La disavventura artica di Vollmann, con le lunghe pagine di descrizioni della sua incapacità di utilizzare gli strumenti necessari a sopravvivere al Polo, è la parodia di un viaggio iniziatico (tema richiamato nelle diverse epigrafi da Mircea Eliade) e segnala la sua definitiva incapacità di capire gli indigeni, ma anche il suo volerci provare, il suo mettersi a loro disposizione.

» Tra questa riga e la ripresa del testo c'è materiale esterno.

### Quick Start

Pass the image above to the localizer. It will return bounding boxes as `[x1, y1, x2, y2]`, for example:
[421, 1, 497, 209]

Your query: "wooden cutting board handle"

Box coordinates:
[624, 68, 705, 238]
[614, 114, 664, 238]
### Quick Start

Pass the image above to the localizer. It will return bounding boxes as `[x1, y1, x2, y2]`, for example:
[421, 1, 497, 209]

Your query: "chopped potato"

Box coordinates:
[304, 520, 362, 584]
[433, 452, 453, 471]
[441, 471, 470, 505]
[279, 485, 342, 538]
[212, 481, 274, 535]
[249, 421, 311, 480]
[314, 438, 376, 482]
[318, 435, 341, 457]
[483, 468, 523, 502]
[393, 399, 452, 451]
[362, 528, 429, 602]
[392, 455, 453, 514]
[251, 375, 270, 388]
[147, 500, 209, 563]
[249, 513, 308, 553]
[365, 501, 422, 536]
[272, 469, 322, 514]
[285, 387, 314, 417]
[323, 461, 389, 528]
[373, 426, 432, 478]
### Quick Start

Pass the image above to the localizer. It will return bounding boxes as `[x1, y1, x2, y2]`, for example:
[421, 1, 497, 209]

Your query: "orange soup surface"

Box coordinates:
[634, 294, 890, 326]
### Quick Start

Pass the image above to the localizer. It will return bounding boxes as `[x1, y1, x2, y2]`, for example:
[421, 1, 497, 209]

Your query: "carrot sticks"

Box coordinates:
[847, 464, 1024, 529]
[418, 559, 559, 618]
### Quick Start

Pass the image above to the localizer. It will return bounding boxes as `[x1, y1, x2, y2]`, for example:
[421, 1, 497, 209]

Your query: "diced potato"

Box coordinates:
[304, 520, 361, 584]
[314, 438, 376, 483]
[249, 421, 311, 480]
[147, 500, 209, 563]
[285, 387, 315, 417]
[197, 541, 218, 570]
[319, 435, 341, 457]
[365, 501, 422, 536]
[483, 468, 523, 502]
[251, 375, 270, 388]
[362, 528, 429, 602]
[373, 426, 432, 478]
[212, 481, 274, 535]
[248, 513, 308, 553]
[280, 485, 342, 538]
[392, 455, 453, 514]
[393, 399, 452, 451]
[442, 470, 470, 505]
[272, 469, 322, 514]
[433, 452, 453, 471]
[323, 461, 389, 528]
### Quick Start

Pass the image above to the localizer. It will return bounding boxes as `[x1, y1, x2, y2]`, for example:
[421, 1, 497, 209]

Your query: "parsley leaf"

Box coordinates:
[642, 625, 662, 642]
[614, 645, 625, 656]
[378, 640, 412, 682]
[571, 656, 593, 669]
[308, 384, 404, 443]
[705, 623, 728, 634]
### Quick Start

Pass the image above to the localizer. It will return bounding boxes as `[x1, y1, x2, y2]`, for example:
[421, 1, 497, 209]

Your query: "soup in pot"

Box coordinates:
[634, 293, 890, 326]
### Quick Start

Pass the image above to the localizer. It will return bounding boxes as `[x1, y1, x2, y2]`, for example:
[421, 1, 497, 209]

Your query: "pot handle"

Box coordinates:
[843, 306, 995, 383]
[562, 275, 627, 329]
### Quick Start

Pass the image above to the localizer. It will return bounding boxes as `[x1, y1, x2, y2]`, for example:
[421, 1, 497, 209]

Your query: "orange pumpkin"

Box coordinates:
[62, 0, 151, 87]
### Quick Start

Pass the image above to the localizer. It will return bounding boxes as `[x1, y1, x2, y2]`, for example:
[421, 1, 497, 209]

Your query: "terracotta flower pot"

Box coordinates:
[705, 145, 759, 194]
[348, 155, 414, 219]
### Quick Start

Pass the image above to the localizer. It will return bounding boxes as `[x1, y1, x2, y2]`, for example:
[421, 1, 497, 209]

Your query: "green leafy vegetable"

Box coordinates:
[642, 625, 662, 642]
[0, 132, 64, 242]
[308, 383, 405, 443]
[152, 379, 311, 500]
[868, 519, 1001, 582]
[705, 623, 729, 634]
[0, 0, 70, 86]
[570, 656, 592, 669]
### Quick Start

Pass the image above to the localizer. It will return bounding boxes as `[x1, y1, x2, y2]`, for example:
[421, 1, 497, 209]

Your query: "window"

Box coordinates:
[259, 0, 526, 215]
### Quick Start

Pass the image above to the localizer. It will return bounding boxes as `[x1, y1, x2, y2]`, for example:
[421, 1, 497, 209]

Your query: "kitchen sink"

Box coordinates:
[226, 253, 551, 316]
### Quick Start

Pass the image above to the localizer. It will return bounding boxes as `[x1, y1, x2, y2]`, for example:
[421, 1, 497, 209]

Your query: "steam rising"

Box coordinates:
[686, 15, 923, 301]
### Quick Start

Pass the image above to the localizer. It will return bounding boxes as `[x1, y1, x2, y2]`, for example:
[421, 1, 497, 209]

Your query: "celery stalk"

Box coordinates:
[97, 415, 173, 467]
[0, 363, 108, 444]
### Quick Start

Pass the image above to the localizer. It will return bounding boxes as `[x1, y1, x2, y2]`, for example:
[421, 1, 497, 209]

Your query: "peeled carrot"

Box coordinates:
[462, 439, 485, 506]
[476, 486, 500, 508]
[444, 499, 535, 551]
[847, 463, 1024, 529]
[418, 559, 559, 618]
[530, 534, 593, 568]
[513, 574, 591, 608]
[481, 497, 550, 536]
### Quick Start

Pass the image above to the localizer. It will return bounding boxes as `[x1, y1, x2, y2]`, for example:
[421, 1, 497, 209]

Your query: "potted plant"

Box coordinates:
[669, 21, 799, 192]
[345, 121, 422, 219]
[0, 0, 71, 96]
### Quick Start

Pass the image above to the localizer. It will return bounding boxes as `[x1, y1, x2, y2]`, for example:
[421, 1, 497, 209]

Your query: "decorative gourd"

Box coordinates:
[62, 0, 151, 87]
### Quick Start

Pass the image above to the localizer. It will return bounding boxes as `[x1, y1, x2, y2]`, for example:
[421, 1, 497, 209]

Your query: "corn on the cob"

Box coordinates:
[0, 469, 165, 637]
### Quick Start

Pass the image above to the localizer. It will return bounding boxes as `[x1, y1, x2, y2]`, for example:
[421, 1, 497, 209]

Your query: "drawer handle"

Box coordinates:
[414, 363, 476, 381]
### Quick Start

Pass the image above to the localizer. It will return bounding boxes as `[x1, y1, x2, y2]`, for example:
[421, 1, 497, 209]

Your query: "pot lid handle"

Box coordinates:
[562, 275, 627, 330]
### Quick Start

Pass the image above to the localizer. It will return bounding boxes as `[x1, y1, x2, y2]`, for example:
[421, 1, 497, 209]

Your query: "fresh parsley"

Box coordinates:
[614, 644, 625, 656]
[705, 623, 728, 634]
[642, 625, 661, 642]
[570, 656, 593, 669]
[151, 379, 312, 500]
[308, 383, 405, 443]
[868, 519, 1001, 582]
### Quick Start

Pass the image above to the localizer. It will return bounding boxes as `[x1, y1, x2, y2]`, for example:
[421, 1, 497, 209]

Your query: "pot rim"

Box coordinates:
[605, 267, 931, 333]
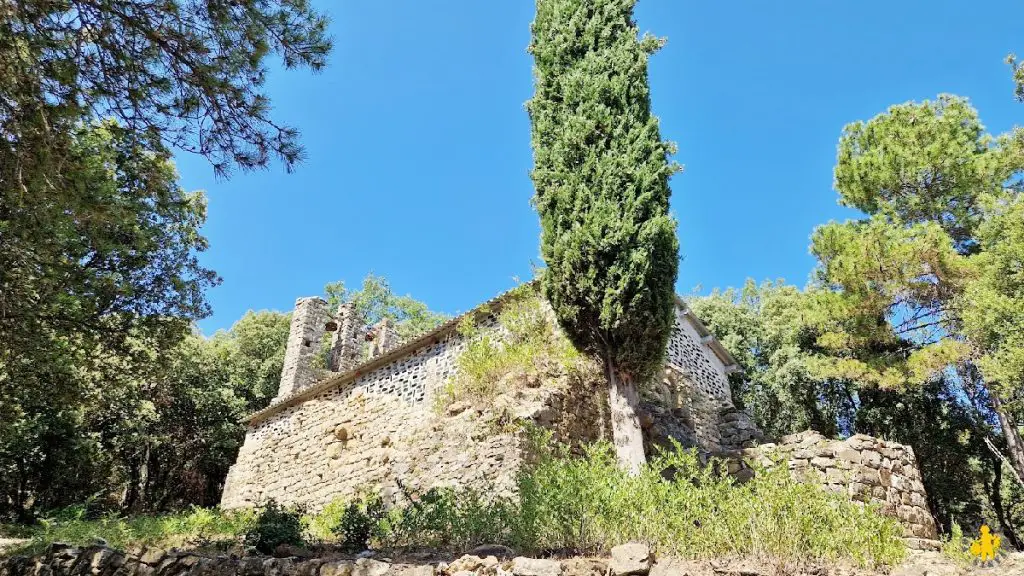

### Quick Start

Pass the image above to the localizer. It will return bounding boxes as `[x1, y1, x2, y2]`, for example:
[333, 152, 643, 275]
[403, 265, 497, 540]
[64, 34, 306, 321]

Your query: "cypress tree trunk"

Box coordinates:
[991, 391, 1024, 483]
[604, 356, 645, 475]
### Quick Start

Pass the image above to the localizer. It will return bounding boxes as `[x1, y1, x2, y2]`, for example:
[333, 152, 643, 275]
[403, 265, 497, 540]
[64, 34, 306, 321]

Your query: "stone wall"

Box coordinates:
[222, 294, 745, 512]
[738, 431, 938, 546]
[222, 322, 518, 510]
[2, 541, 966, 576]
[223, 287, 938, 546]
[276, 298, 330, 401]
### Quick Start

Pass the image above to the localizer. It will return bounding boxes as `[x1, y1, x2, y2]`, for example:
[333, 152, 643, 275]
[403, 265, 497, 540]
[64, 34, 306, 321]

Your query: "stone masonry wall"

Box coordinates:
[223, 289, 938, 546]
[222, 298, 743, 512]
[738, 431, 938, 546]
[276, 297, 329, 402]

Così come in Butterfly Stories gli incontri con le prostitute thailandesi e cambogiane di cui il protagonista si dice innamorato passano attraverso interpreti che non conoscono l’inglese o per lemmi stravolti e rovesciati, senza che l’uomo si preoccupi mai di imparare la lingua locale, ne I fucili la posizione di capitan Sottozero verso Reepah è ambivalente e limitata; Sottozero è incapace di un abbandono completo, di un ingresso definitivo nel mondo artico, ma lo può solo costeggiare da turista, per quanto impegnato. 

Questa incapacità indica due cose: la coscienza di Vollmann di non potere tralasciare e trascendere l’oppressione che il suo popolo ha esercitato su un altro; e l’insufficienza delle fonti documentarie (a loro volta prodotto ideologicamente informato) nell’aiutarlo a conoscere. Una simile diffidenza verso il lavoro del ricercatore è segnalata a tratti nel testo, con ascessi sulfurei e grotteschi: 

 

Quanto a me, come è tipico della vita, conobbi un signore a una serata letteraria e avevamo alzato il gomito tutti e due, e lui iniziò a parlare della spedizione Franklin, lasciandomi intendere che a casa aveva tutte le immagini dei cadaveri congelati, col volto simile al lichene nero che ho visto una volta a Iqaluit, screziato di verde come un dorso di rana; aveva qualche aggancio con i tecnici della scientifica; mi diede il suo numero – ma quando lo chiamai un mese dopo fu molto formale e gelido perché era il numero dell’agenzia pubblicitaria dove lavorava e aveva soltanto la videocassetta di un programma televisivo. (p. 142)

 

Per Vollmann conoscere attraverso lo studio è importante, ma non basta: d’altra parte, se bastasse, forse la spedizione di Franklin non si sarebbe incagliata, e capitan Sottozero non avrebbe rischiato di morire assiderato. Quello che occorre fare è incontrare e capire in prima persona l’irriducibile complessità dei fenomeni e degli esseri umani che si analizzano, senza avere la presunzione di poterli esaurire – tanto più in un paesaggio ambiguo come quello artico. Vollmann, nelle prime pagine de I fucili, descrive il proprio tentativo di trovare la fonte di un fiume artico, solo per scoprire “che il fiume che avevi costeggiato non aveva un’unica sorgente, che quei laghi erano permafrost sciolto; tutta l’isola era permafrost; stare sull’isola era stare in un mondo di fiumi provenienti da ogni dove” (p. 21). I fiumi provengono da ogni dove, e mapparli è impossibile, ma non lo è parlarne, e portare testimonianza di quello che si è visto e di quello, soprattutto, che si è sognato: in questo sforzo inarrestabile sta la grandezza di Vollmann come scrittore. 

 

William T. Vollmann, The Rifles (New York: Viking Press, 1994), trad. it. I fucili (Roma: Minimum Fax, 2018).